Using a technique developed for face-to-face teaching will always be lessened when used for remote teaching. By contrast, maximising the opportunity to individualise interactive learning online creates possibilities that are impossible teaching a class of thirty in the traditional way.

School leaders need to develop a strategy with a vision for technology at its heart. I recently listened to Sir Anthony Seldon on a LearnIt podcast being asked about this very issue by Jenny Anderson.

Sir Anthony is very thoughtful on mental health and wellbeing. His starting point is that the human matters. “If we do not live in the real world of human relationships…there is no life”. But he also sees the need to shape the incoming technology of Artificial Intelligence (AI).

He sees that AI “allows an outstanding teacher, and marker and assessor for every child, that personalises itself upon them” and allows a lot of the “heavy lifting” of teaching to be done at home, after hours and in the holidays.
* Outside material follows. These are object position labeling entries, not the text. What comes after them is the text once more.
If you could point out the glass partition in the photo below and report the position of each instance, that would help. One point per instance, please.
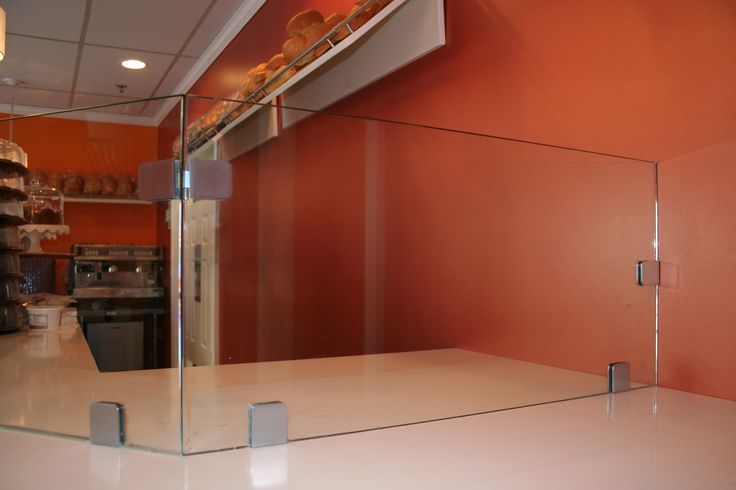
(372, 273)
(365, 273)
(106, 250)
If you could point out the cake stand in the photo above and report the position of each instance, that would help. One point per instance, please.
(36, 233)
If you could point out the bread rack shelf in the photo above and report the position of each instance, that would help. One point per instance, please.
(262, 98)
(105, 200)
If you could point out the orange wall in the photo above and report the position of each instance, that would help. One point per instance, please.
(648, 79)
(65, 145)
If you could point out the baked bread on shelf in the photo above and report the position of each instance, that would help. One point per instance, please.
(304, 30)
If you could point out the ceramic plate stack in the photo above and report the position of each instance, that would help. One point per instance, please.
(12, 171)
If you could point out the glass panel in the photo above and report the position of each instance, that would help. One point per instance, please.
(371, 274)
(109, 251)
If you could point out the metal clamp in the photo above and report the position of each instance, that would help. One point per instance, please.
(619, 377)
(267, 424)
(107, 424)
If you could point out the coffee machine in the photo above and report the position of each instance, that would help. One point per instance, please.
(121, 304)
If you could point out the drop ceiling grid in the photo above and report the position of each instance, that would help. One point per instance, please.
(116, 30)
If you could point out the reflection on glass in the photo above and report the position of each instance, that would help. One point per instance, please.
(92, 245)
(366, 273)
(371, 274)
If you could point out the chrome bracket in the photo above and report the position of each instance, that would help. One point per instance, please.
(647, 273)
(267, 424)
(619, 377)
(107, 424)
(167, 180)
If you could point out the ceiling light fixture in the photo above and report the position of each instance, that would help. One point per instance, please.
(133, 64)
(2, 34)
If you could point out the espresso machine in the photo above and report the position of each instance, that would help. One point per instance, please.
(121, 304)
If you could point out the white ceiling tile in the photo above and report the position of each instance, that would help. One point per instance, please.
(144, 24)
(121, 105)
(181, 67)
(33, 97)
(39, 63)
(58, 19)
(100, 71)
(220, 14)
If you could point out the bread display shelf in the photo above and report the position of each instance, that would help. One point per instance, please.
(105, 200)
(262, 96)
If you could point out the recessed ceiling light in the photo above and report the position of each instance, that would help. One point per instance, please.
(134, 64)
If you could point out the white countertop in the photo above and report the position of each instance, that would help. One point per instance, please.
(644, 439)
(49, 380)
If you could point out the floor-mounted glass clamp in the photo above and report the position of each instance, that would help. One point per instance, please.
(107, 424)
(619, 377)
(268, 424)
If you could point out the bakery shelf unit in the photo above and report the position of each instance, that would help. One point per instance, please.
(403, 31)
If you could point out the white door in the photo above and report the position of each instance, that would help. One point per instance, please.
(200, 302)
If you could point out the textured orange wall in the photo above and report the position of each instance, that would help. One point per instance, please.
(698, 206)
(648, 79)
(66, 145)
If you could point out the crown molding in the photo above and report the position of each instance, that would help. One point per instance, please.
(79, 114)
(241, 17)
(236, 23)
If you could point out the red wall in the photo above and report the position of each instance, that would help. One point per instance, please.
(65, 145)
(649, 79)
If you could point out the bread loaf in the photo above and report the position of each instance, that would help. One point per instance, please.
(332, 22)
(314, 34)
(294, 47)
(302, 21)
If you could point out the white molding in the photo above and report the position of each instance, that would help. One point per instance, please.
(84, 115)
(241, 17)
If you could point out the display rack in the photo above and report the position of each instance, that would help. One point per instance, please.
(262, 96)
(105, 200)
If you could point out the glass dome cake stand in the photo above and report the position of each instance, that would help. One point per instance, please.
(31, 235)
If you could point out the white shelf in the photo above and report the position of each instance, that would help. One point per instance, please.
(105, 200)
(400, 33)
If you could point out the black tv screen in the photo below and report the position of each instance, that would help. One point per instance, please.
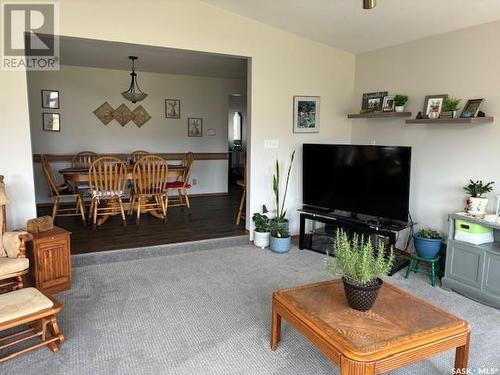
(370, 180)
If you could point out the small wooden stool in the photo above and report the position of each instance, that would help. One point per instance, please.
(415, 267)
(29, 307)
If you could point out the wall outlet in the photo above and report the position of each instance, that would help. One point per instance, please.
(271, 143)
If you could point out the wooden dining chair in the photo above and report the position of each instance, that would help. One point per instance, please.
(182, 184)
(150, 187)
(107, 177)
(136, 155)
(60, 192)
(83, 159)
(243, 184)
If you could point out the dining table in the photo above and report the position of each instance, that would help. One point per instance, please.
(74, 176)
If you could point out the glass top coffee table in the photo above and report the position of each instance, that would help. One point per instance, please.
(400, 328)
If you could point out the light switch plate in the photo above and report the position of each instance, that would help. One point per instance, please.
(271, 143)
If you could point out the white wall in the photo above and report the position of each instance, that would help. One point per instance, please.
(283, 65)
(83, 89)
(464, 64)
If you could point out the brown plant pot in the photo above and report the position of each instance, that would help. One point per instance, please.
(361, 297)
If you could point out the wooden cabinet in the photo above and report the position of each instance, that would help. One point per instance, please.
(50, 260)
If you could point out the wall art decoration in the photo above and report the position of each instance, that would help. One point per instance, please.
(306, 114)
(123, 114)
(51, 122)
(195, 127)
(172, 108)
(141, 116)
(104, 113)
(50, 99)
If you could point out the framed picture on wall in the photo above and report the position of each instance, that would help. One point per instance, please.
(306, 114)
(195, 127)
(50, 99)
(172, 108)
(471, 109)
(51, 122)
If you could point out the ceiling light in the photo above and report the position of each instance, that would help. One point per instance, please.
(134, 93)
(369, 4)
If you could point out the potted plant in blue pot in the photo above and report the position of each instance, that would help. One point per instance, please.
(280, 235)
(427, 243)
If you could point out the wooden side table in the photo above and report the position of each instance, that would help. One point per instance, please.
(50, 261)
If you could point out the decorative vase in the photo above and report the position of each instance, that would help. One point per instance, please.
(281, 244)
(476, 206)
(361, 297)
(433, 115)
(426, 247)
(261, 239)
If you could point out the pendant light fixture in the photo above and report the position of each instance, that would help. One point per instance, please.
(134, 93)
(369, 4)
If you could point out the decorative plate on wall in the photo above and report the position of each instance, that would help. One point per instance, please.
(104, 113)
(141, 116)
(123, 114)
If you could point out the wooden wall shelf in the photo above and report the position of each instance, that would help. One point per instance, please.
(474, 120)
(379, 115)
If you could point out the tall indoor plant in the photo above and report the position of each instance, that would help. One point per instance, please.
(279, 224)
(361, 267)
(476, 202)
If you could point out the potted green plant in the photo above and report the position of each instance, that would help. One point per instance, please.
(399, 102)
(427, 243)
(361, 267)
(476, 203)
(280, 238)
(279, 224)
(450, 107)
(261, 232)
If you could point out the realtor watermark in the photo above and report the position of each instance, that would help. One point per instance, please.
(476, 371)
(30, 36)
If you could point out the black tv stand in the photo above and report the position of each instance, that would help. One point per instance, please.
(322, 240)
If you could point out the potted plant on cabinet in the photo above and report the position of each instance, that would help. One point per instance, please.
(280, 238)
(476, 203)
(361, 267)
(450, 107)
(261, 232)
(279, 224)
(399, 102)
(427, 243)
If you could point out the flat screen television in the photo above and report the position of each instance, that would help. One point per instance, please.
(360, 179)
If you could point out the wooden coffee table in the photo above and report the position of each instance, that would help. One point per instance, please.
(400, 329)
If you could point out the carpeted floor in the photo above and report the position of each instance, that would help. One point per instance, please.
(209, 312)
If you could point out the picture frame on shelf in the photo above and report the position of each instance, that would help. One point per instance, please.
(433, 105)
(51, 122)
(306, 110)
(471, 109)
(373, 101)
(195, 127)
(173, 108)
(50, 99)
(388, 103)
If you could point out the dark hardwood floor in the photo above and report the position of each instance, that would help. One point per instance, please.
(209, 217)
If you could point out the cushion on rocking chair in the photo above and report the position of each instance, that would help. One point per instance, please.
(9, 266)
(177, 185)
(22, 302)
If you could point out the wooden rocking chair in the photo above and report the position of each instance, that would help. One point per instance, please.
(13, 262)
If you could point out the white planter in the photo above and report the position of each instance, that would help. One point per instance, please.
(476, 206)
(261, 239)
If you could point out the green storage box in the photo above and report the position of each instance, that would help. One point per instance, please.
(474, 233)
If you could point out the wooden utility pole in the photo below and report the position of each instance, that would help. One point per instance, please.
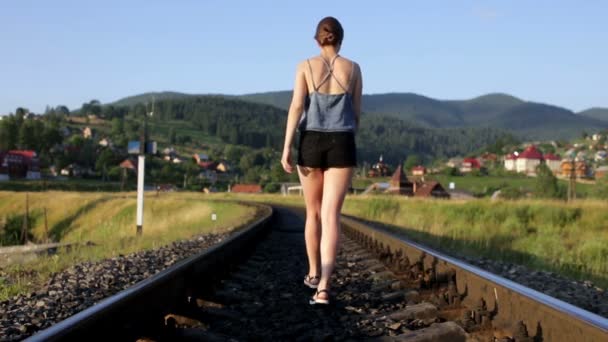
(46, 227)
(572, 181)
(25, 227)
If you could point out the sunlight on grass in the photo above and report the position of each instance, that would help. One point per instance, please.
(108, 221)
(571, 239)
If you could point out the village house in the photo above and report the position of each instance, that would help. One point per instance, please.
(430, 189)
(600, 172)
(489, 158)
(418, 171)
(455, 162)
(554, 162)
(76, 170)
(222, 167)
(208, 170)
(578, 167)
(528, 160)
(470, 164)
(200, 157)
(510, 162)
(87, 133)
(399, 184)
(105, 142)
(246, 188)
(379, 169)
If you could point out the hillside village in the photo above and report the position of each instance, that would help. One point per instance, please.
(585, 160)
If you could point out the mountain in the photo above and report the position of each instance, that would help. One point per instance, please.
(527, 120)
(596, 113)
(147, 97)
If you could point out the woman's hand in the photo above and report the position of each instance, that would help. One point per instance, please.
(286, 161)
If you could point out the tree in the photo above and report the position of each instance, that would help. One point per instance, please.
(601, 188)
(27, 136)
(172, 136)
(9, 133)
(546, 183)
(411, 161)
(62, 111)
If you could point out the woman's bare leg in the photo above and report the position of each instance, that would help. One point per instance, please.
(335, 184)
(312, 186)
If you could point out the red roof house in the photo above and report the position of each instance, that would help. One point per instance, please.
(430, 189)
(419, 170)
(246, 188)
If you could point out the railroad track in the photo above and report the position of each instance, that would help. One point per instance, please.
(249, 287)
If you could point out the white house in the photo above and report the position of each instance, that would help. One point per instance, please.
(510, 162)
(554, 162)
(528, 160)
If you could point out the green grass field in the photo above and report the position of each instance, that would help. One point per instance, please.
(569, 239)
(108, 220)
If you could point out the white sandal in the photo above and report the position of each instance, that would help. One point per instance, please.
(316, 300)
(308, 281)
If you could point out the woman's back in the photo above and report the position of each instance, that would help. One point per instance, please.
(330, 76)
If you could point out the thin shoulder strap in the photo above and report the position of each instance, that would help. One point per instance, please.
(312, 79)
(330, 73)
(352, 74)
Learning at times that best suit the learner rather than the teacher.

Sir Anthony then sees the technology freeing up “so much of the school day for social activity: for sports, the arts, for debating, for teamwork, creative work and volunteering work.”

This is a vision that would use technology to transform the place-based activity of school into a deeply human experience with wellbeing at its core. The essential elements of academic learning are than as likely to be delivered using technology and in a much more flexible individualised way.

This is an exciting vision for our schools to use when recovering from this pandemic.

Start your schools on a journey where they become institutions designed for wellbeing. They should be places that maximise social interaction and offer a range of learning activity that is more human and applied. Teachers should be freed up by technology to focus more on these precious human interactions.

The role of the technology is then to deliver instruction, impact knowledge, give feedback to learners and teachers, to match individual learners with the most relevant learning content, and continuously assess the success of the learning. It must also take away much of the burdens of feedback to parents, of marking, of manual data inputting and trawling through endless sources of teaching resources to find the perfect fit for your learner in your class in your context.

We are on the cusp of an exciting change in education. The pandemic has both highlighted the unfairness of our current model and accelerated the adoption of tools that can move us to make a better future. We should grasp that opportunity.

Lord Jim Knight is a member of the Bett Global Education Council and will appear at Bett 2022, the edtech show, on 23-25 March at London’s ExCeL. He is a director of Suklaa Ltd and a former minister for schools digital and employment.